It’s now about demagoguery
By David Klinghoffer
Los Angeles Times
Once, the iconic figures on the political right were urbane visionaries and builders of institutions — like William F. Buckley Jr., Irving Kristol and Father Richard John Neuhaus, all dead now. Today, far more representative is potty-mouthed Internet entrepreneur Andrew Breitbart, whose news and opinion website, Breitbart.com, is read by millions. In his most recent triumph, Breitbart got a U.S. Department of Agriculture official pushed out of her job after he released a deceptively edited video clip of her supposedly endorsing racism against white people.
What has become of conservatism? We have reached a point at which nothing could be more important than to stop and recall what brought us here, to the right, in the first place.
Buckley’s National Review, where I was the literary editor through the 1990s, remains as vital and interesting as ever. But more characteristic of conservative leadership are figures on TV, radio and the Internet who make their money by stirring fears and resentments. With its descent to baiting blacks, Mexicans and Muslims, its accommodation of conspiracy theories and an increasing nastiness and vulgarity, the conservative movement has undergone a shift toward demagoguery and hucksterism. Once the talk was of “neocons” versus “paleocons.” Now we observe the rule of the crazy-cons.
Sophisticated critique
Conservatism wasn’t just a policy agenda, a set of partisan gripes or a football team seeking victory on the electoral field. Above all, it was a satisfying, sophisticated critique of modern, materialist culture, pointing a way out and up from liberalism.
Defining conservatism is notoriously difficult. But no one did it better than philosopher Richard M. Weaver in a book that, more than any other, launched the modern conservative movement. Published in 1948, the book was “Ideas Have Consequences.”
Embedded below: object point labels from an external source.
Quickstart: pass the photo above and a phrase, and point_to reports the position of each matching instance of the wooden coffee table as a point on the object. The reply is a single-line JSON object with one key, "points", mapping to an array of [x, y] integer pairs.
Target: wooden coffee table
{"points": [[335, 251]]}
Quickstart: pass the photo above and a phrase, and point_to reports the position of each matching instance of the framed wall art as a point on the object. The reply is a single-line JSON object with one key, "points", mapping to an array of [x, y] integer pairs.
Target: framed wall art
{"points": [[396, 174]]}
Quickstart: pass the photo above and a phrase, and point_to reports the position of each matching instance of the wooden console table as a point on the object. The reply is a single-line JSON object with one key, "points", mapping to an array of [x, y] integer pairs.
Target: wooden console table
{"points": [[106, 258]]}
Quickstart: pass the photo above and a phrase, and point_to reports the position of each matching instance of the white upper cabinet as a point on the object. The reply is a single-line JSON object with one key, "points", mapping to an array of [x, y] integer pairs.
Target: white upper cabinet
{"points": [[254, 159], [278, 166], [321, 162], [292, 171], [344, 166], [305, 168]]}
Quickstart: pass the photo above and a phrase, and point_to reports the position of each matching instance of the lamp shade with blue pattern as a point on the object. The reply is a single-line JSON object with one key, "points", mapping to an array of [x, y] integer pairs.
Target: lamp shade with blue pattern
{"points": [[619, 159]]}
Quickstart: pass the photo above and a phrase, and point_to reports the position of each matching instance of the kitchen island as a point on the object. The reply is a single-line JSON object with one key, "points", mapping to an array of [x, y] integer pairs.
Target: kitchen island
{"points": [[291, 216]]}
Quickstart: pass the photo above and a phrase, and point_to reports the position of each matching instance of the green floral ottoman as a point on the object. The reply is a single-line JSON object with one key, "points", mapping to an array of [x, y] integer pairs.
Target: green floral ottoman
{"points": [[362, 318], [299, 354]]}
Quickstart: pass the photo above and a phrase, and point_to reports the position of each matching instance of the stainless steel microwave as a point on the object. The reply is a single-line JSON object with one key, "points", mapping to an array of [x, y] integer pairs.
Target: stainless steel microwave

Weaver compared his role to a doctor diagnosing an illness. It is not enough to want to treat the symptoms — in this case, of our demoralized, dispirited culture. You must understand the genesis of the disease.
Weaver describes the course of the revolution in thought that led from a seemingly obscure philosophical debate in the Middle Ages through Darwinian evolutionary theory to class-based determinist theories in economics and onward to contemporary liberal relativism.
In the process of disintegration was an ancient, shared picture of the world and our place in it. Once, Western culture was blessed by a “metaphysical dream” that meaningfully explained man to himself as, in the phrase from Psalms, “a little lower than the angels.” Now humans were reduced to mere animals.
Weaver observed: “If we feel that creation does not express purpose, it is impossible to find an authorization for purpose in our lives.” A life without real purpose is likely to be anxious, restless, prone to bitterness and suspicion. The goal of conservatism was to restore to men and women a metaphysical dream that allows for ultimate meaning in our existence.
David Klinghoffer is a senior fellow at the Discovery Institute. Distributed by McClatchy-Tribune Information Services.